# The Official CTS Turbo Audi TT Product Info and Announcement thread!



## CTS Turbo (Oct 2, 2008)

Hello Vortex! CTS Turbo is proud to offer a large assortment of products for the MK1 TT. Instead of starting new threads to announce something or if you guys have questions, we will continuously monitor this thread to show off new products and answer your questions.

Regarding Pricing, Sales, Install costs, Specialty installs, please call us at 604-530-3092 or send us an email to [email protected]

ctsturbo.com is our website, We have a massive online store to take care of all your shopping needs.











*MKI TT225HP 1.8T FMIC KIT (450HP) $799.99/B]

Click here for ordering

The CTS Turbo FMIC Kit for the MK1 Audi TT225Q is an excellent upgrade for any stock or modified cars. This kit provides significant cooling improvement compared to the competition, and substantial cooling benefits over the factory setup. Improvements can be attributed to the high density intercooler core, and cast aluminium end tanks. Each pipe in this kit has been "bead rolled" so you don't have to worry about your boost tubes blowing off or leaking. If that wasn't enough for you, this kit also uses black powdercoated aluminum piping, 4ply silicon couplers and stainless steel T-Bolt clamps. This intercooler uses cast aluminum end tanks and a high density bar-and-plate core. We pressure test the cores before shipping them out! This intercooler is rated at 450 crank HP and measures 25.25"x8"x3". End tank to end tank is 35.5".

NOTE: You will not be able to keep headlight washers with this intercooler kit. 

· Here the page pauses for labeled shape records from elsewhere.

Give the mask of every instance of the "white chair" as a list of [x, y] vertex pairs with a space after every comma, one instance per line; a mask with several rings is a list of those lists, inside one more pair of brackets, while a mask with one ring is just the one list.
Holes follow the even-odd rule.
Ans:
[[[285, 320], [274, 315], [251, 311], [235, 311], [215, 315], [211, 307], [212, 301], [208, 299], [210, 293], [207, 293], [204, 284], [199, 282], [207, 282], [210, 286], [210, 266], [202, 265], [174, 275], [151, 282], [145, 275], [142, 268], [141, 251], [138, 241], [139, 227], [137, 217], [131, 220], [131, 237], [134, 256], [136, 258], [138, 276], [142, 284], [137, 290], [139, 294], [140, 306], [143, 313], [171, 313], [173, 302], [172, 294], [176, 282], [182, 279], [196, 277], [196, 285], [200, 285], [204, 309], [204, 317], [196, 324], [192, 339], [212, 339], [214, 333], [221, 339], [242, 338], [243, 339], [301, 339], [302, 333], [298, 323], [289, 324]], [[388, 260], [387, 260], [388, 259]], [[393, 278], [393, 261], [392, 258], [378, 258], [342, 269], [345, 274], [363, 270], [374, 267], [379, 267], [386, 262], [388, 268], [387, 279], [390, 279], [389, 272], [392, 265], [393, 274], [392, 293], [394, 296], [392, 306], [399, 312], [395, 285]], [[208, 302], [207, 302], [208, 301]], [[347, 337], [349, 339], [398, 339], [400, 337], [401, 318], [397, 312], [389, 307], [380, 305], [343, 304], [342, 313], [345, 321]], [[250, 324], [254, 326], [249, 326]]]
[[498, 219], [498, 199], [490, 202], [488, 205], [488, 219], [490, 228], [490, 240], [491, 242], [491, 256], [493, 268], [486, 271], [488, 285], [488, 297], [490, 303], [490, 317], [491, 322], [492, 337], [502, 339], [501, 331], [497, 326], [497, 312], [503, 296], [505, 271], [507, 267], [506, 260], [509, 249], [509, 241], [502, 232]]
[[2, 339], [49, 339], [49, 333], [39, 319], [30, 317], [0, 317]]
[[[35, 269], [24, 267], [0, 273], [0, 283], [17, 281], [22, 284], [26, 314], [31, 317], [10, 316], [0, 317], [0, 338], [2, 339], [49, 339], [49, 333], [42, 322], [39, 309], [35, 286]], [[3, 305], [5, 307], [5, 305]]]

CTS TURBO MKI TT180HP 1.8T FMIC KIT (450HP) $899.99

Click here for ordering

The CTS Turbo TT180 FMIC kit for MK1 TT's with FWD and Quattro drivetrain is an excellent upgrade for any stock or modified cars. This kit provides significant cooling improvement compared to the competition, and substantial cooling benefits over the factory setup. Improvements can be attributed to the high density intercooler core, and cast aluminium end tanks. Each pipe in this kit has been "bead rolled" so you don't have to worry about your boost tubes blowing off or leaking. If that wasn't enough for you, this kit also uses stainless steel piping, 4ply silicon couplers and stainless steel T-Bolt clamps. This intercooler uses cast aluminum end tanks and a high density pressure tested core. This intercooler is rated at 450 crank HP and measures 25.25"x8"x3". End tank to end tank is 35.5".
Note: If you're interested in maintaining the sleeper look, rest assured the kit can be installed with no modification to the factory rebar and with very minor trimming to the rear of the bumper skin.




















CTS Turbo TT225Q Downpipe $549.99

Click here for ordering

We are proud to release the new CTS Turbo 3.0" Stainless Steel downpipe for the MK1 TT225Q. Unfortunately, the factory downpipe that comes as standard equipment in your car was designed for anything but performance. The factory downpipe severely restricts exhaust flow and therefor has adverse effects on horsepower, especially once your car is "chipped". The CTS Turbo downpipe will allow for your exhaust gases to flow smoothly, freeing up the additional ponies that you want, all while look amazing. Highlights of our downpipe include CNC machined turbine discharge (downpipe) flange, mandrel bent 3" stainless steel tubing, modular design making installation of a catalytic converter simple and straight forward, smooth transitions allowing for optimal exhaust gas flow. 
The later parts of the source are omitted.